You work hard to build your business. You put in long hours, pour your heart and soul into it and do everything you can to see your company succeed. But sometimes, no matter how much effort you put in, things just don’t go as planned.
All businesses have the potential to go bankrupt—even successful ones. The key is identifying risk factors as early as possible so you can take steps to prevent them before it’s too late.
There are many reasons a business might end up in bankruptcy — market risks, supply chain issues, fluctuating cash flow, or tight credit. In most cases, the warning signs are there if you know what to look for.
By proactively monitoring various indicators and identifying any red flags on an ongoing basis, you can significantly reduce your company’s risk of going bankrupt. Here are six ways to help protect your business from going bankrupt:
Have a Plan for Cash Flow
Cash flow is a business’s lifeblood — it’s what buys you the time and space you need to keep your business afloat. That said, many businesses fail to have a sound cash flow plan in place.
The longer you go without integrating proper cash flow management into your business, the greater the risk that you’ll run out of money before you can bring in more.
The first step to preventing your business from going bankrupt is to have a clear cash flow plan. To help ensure a steady, predictable flow of cash, make sure you: Set up a system to track accounts receivable, so you know when customers are likely to pay you and have a policy in place for when to write off bad debts.
Don’t rely on only one part of your business to generate revenue
Your business may depend on one product or service to generate revenue. While this can be a great way to grow your company, it also opens you up to the risk of being too reliant on one part of your business to support the rest. If that product or service fails or decreases demand, the rest of your company could suffer.
If your business relies on only one product or service to bring in revenue, explore other areas where you can increase your overall production and bring in more cash for your company. This will help spread out the risks and give you a backup plan in case one of your revenue sources takes a dive.

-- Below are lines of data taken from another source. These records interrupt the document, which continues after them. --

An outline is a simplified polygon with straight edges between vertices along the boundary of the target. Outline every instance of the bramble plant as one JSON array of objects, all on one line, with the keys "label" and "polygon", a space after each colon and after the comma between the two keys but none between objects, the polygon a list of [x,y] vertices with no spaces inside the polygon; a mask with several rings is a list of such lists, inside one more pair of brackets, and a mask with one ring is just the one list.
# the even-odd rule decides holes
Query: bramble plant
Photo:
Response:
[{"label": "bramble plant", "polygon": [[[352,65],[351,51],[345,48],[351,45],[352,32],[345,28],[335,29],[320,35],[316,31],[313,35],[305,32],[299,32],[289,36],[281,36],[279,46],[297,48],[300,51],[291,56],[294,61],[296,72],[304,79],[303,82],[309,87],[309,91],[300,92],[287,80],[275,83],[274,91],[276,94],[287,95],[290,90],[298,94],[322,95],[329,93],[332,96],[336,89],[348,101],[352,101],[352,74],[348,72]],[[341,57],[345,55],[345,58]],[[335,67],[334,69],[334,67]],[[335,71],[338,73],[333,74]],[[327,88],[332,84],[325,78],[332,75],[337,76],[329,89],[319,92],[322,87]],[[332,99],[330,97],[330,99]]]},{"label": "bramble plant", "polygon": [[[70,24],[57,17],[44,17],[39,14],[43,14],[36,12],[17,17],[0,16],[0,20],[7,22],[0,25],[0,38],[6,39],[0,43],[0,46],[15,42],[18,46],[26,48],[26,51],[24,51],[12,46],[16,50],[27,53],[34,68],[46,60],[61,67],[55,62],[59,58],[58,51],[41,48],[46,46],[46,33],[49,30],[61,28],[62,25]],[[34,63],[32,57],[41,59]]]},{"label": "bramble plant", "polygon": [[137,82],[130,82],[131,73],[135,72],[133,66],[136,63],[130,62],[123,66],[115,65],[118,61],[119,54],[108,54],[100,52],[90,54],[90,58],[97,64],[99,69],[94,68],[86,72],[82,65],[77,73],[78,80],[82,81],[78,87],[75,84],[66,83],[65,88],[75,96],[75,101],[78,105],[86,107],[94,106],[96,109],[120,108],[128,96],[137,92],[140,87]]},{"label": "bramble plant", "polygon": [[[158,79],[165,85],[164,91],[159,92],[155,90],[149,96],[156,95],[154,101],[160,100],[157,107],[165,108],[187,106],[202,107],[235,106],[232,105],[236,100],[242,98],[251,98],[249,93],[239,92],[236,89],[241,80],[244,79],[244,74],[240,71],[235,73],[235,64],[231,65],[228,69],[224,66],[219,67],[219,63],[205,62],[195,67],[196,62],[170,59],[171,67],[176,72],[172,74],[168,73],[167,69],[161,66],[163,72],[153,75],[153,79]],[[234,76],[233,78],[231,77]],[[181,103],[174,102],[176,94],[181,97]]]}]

Make sure you have sufficient insurance coverage
Health insurance, workers’ compensation, general liability, and property damage coverage — are just a few of the types of insurance you may need as a business owner.
However, many small business owners forget to get the right coverage or don’t realize they need it in the first place. Poor insurance coverage can result in a devastating chain reaction that could end in bankruptcy for your business.
If you don’t have insurance to cover the costs of an accident or major loss, you could be forced to pay for the damages out of your own pocket. If you’re not sure what types of insurance you need for your business, talk to your accountant or financial advisor.
They should be able to help you determine what coverage you need to protect your company from unforeseen circumstances and protect you from the risk of going bankrupt.
Be diligent about risk management
Risk management is an ongoing process that involves identifying areas of your business that are susceptible to risk, determining the likelihood of those risks occurring, and determining the best way to mitigate the consequences.
By proactively managing risk in your business, you give yourself the upper hand against potential risks that could go on to bankrupt your company.
Too many business owners focus on expanding and growing their companies even though they aren’t equipped to deal with the potential risks that come with that growth. Identify the major risks associated with your business and determine how to best mitigate them.
Diversify your business risk
Diversifying the types of risk your company is exposed to is important. This means that you need to address all of your company’s major business risks, but you also need to be mindful of how you do so.
For example, suppose you rely on a single supplier for your raw materials. In that case, you’re putting your company at risk should that supplier go out of business or develop financial problems of their own. You don’t want to be dependent on a single supplier for the materials you need to produce your products.
This puts you at risk if the supplier has trouble meeting your requirements. By diversifying your risk and bringing in materials from more than one supplier, even if one supplier has problems, you’ll still be able to produce your product. This will help prevent your business from going bankrupt due to a single risk factor.
Monitor your competitors
Your competitors are an important part of your risk management strategy — especially if your company is in a highly competitive industry.
Suppose you know what your competitors are doing. In that case, you can take steps to ensure your company stays ahead of the game, such as by keeping an eye on its advertising strategies, website traffic, new product launches, and marketing campaigns.
You can also monitor your competitors’ financial situations by searching online for their latest financial reports. This will help you identify areas where your competitors are weak, allowing you to exploit that weakness and gain an advantage in your industry.
Monitoring your competitors will also help you identify trends and discover new strategies that could help your company stay afloat. For example, you can visit https://saw.com/appraisals/to check the value of a competitor’s website and compare it with yours; if theirs is worth more than yours, then you know you have work to do.
Another example would be you observing if any of your competitors are offering a new payment term to attract more business; you can also offer those terms to your customers to attract new business and stay competitive.
It’s important to remember that no business is too big to go bankrupt. Even large multinational companies sometimes end up declaring bankruptcy.
The only way to protect your business from going bankrupt is to actively monitor the risk factors in your company and take steps to reduce those risks as soon as possible.
With the right monitoring and risk management strategy in place, you can significantly reduce the risk of your company going bankrupt and ensure that it remains healthy and financially stable for many years to come.